The drive to minimize costs in molecular biology has encouraged laboratories to find methods to generate their own size markers, although all have their caveats. The cost of lambda phage DNA has been reported to be increasing in addition to it being harder to source [4]. A number of PCR-based techniques for ladder production have been described, although these are limited to lower molecular weight bands as larger products are more difficult to synthesize [5, 6]. Additionally, PCR-based methods are more costly than using restriction enzymes and rely on the availability of commercially produced primers. Progress in DNA synthesis technology has allowed the design and construction of plasmids specifically for the generation of DNA ladders after cleavage with restriction enzymes, for example, the pPSU plasmids produced by Henrici et al. [4]. These are attractive sources of DNA size markers as plasmids are easy to propagate at low cost, and molecular biology laboratories hold restriction enzymes as standard tools. Methods of DNA size marker production in which both PCR products and fragments from restriction enzyme digestion of phage and plasmid DNA are combined can provide an excellent compromise solution to some of these problems [7, 8]. However, we desired to develop a method of DNA size marker production that was as simple and time-effective as possible.

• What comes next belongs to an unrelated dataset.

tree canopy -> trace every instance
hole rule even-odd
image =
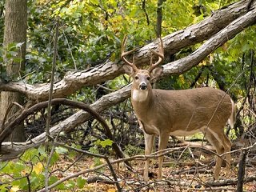
[[[31,147],[39,147],[42,158],[46,158],[42,144],[49,142],[45,130],[46,114],[49,111],[44,102],[49,100],[50,83],[52,98],[57,100],[54,100],[50,109],[52,120],[48,136],[54,138],[58,135],[65,141],[64,144],[73,147],[66,150],[58,141],[59,150],[55,155],[67,154],[76,147],[85,147],[85,151],[89,147],[92,153],[106,154],[107,146],[112,146],[115,151],[120,147],[121,154],[118,156],[124,158],[122,150],[126,151],[128,144],[142,140],[141,134],[136,134],[139,132],[138,126],[129,100],[131,80],[124,74],[121,44],[128,34],[127,49],[137,49],[134,55],[136,65],[149,65],[150,50],[158,48],[158,1],[29,0],[25,61],[16,57],[24,42],[14,42],[4,46],[7,1],[0,2],[0,93],[19,93],[24,103],[20,103],[22,107],[12,118],[0,118],[4,119],[0,121],[0,159],[17,158]],[[156,86],[166,90],[211,86],[226,91],[238,107],[235,128],[227,128],[226,133],[233,141],[254,137],[251,133],[256,129],[255,1],[166,0],[161,8],[165,60],[163,73],[156,80]],[[58,46],[54,47],[57,26]],[[53,73],[56,48],[56,70]],[[10,61],[25,62],[18,75],[7,73]],[[54,82],[50,80],[52,75]],[[62,105],[71,103],[70,106],[80,110],[86,106],[78,106],[65,99],[60,102],[59,98],[86,103],[86,107],[90,106],[90,109],[104,117],[110,130],[95,122],[94,118],[98,118],[90,112]],[[3,101],[2,97],[1,99]],[[29,139],[14,146],[5,141],[20,123],[24,123],[24,134]],[[104,141],[106,142],[101,142]],[[29,161],[30,153],[32,152],[25,153],[24,161]],[[53,164],[59,159],[55,158]],[[35,165],[41,170],[41,164]],[[2,166],[1,164],[1,169]],[[26,169],[24,164],[21,169]],[[34,170],[34,174],[36,174]],[[54,179],[52,178],[52,183],[58,182]],[[83,182],[82,178],[79,179]],[[1,182],[4,182],[0,179]],[[20,189],[27,190],[26,187],[24,185]]]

To achieve this while bypassing intellectual property issues, we embarked on a project to design, assemble, and test a single plasmid for size marker production. Our plasmid is based on the pBluescript II SK+ phagemid that is widely available and in common use [9]. The plasmid can easily be reconstructed by synthesis of the described insert sequences and their ligation into a modified form of pBluescript II SK+. We named the resulting plasmid ‘pHAPE’ after the initials of the restriction enzymes required to produce its largest ladder output: HindIII, ApaI, PstI, and EcoRI.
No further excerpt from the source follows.